Corpus scope and coverage

NL Analytics searches English earnings-call transcripts. This page describes what the corpus contains and how to check whether it covers your sample.

Current scope

The corpus consists of English earnings-call transcripts from LSEG that are available to NL Analytics. You cannot upload your own documents or search other text sources.

Coverage snapshot

These figures summarize corpus-level metadata available to the documentation.

Coverage statistic	Snapshot value
Earnings-call transcripts	461,849
Date coverage	2002-01-14 to 2026-06-15
Covered entities	15,952
Headquarters countries	94
Total sentences	177.6 million
Median transcript length	378 sentences
Latest complete year	27,529 calls in 2025
Largest country share	United States, 59.3% of calls
RIC coverage	98.4% of call rows
GVKey coverage	96.7% of call rows
PermID coverage	86.9% of call rows
CIK coverage	81.3% of call rows
ISIN coverage	75.3% of call rows

Snapshot generated from corpus metadata on June 20, 2026.

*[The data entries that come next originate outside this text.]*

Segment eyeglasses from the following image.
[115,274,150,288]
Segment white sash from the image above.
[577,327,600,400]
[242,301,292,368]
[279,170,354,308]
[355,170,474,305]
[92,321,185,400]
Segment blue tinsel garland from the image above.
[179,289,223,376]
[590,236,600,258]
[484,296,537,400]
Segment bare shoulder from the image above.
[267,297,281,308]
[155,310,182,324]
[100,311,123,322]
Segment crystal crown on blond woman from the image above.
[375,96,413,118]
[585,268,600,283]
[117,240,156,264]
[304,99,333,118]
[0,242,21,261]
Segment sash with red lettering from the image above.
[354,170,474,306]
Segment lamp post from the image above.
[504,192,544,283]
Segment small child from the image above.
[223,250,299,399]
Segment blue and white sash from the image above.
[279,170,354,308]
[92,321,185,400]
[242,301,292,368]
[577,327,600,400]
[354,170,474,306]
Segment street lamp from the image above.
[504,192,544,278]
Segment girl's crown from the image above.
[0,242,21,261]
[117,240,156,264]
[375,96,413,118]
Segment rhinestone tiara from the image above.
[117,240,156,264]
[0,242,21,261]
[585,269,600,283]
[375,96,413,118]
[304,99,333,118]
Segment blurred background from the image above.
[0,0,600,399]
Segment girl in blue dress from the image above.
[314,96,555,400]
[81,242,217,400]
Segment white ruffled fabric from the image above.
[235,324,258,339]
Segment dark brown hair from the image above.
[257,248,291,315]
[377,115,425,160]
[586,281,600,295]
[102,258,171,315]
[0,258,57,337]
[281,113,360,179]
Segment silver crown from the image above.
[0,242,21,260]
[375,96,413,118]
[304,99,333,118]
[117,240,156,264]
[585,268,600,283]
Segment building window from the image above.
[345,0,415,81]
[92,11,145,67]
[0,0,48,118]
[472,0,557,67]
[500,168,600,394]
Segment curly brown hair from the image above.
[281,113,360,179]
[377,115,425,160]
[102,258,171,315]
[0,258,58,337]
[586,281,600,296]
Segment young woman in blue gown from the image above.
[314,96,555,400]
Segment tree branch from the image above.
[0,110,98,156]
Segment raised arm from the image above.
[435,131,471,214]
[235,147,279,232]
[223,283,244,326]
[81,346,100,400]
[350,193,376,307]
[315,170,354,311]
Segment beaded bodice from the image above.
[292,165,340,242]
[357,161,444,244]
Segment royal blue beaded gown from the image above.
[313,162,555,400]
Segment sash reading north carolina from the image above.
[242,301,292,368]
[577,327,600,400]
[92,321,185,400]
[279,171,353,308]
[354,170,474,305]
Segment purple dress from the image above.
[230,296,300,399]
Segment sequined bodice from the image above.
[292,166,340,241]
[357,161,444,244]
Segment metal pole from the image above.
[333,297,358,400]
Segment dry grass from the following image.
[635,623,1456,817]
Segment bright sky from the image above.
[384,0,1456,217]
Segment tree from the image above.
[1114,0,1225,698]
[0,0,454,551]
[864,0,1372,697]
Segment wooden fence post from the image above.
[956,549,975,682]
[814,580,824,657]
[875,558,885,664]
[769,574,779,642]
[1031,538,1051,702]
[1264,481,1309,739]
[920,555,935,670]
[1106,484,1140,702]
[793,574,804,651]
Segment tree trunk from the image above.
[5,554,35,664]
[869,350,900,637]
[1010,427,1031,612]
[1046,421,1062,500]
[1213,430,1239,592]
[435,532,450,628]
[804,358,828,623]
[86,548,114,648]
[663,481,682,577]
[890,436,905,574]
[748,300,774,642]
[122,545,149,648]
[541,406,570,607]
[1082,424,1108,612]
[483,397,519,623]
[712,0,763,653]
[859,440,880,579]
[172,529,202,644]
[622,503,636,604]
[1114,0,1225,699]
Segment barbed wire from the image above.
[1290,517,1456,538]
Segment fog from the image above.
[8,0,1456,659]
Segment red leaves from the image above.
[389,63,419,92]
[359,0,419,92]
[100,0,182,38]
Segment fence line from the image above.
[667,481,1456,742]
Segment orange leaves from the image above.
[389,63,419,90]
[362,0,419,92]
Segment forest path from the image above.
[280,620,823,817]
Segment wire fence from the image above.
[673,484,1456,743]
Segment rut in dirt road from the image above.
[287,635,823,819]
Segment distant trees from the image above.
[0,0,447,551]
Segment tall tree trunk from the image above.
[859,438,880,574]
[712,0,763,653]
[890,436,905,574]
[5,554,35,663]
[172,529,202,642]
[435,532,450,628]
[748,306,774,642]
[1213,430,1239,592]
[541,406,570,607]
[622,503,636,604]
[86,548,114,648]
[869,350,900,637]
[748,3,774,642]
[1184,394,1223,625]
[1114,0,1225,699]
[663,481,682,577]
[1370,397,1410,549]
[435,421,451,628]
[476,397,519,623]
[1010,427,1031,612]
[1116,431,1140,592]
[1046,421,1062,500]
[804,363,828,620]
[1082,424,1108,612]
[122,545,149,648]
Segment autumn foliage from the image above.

Covered entities use the internal company key with company-name fallback. Identifier coverage is row-level coverage in the corpus metadata. Use these numbers as a starting point, not as proof that a specific sample is covered.

Check coverage for your sample

Aggregate coverage can hide gaps in exactly the firms, countries, sectors, or years your design needs. Before relying on a measure:

Define the target sample: the firms, countries, sectors, and time period the analysis is about.
Run an exploratory Risk Tool search over the relevant date range.
Read the results overview: which keywords, companies, and sectors drive the matches, and how many firms and transcripts were searched.
Export the call-level output and tabulate calls by headquarterscountry, economic_sector, and date_q in your analysis tool.
Compare those tabulations against the target sample. Keep zero rows — calls with no matches are part of the sample, and dropping them overstates coverage.
Record what you find: the date range, the sample definition, the export date, any missing coverage, and any restrictions you introduce downstream.

A topic can appear often in the broad corpus and still be too sparse, or too concentrated in a few firms, to support variation in the target sample. If coverage is thin, consider widening the date range, broadening the query, or narrowing the research question.

Refresh timing

The corpus refreshes roughly every two weeks, typically every 13 to 16 days. Treat the timing as approximate rather than guaranteed.

When publishing research, record the coverage statement and export date used for the analysis.

Future data sources

NL Analytics materials discuss possible future expansion to annual reports, quarterly reports, job postings, patent filings, or user-owned documents. None of these are currently available in the product; the corpus today is earnings calls only.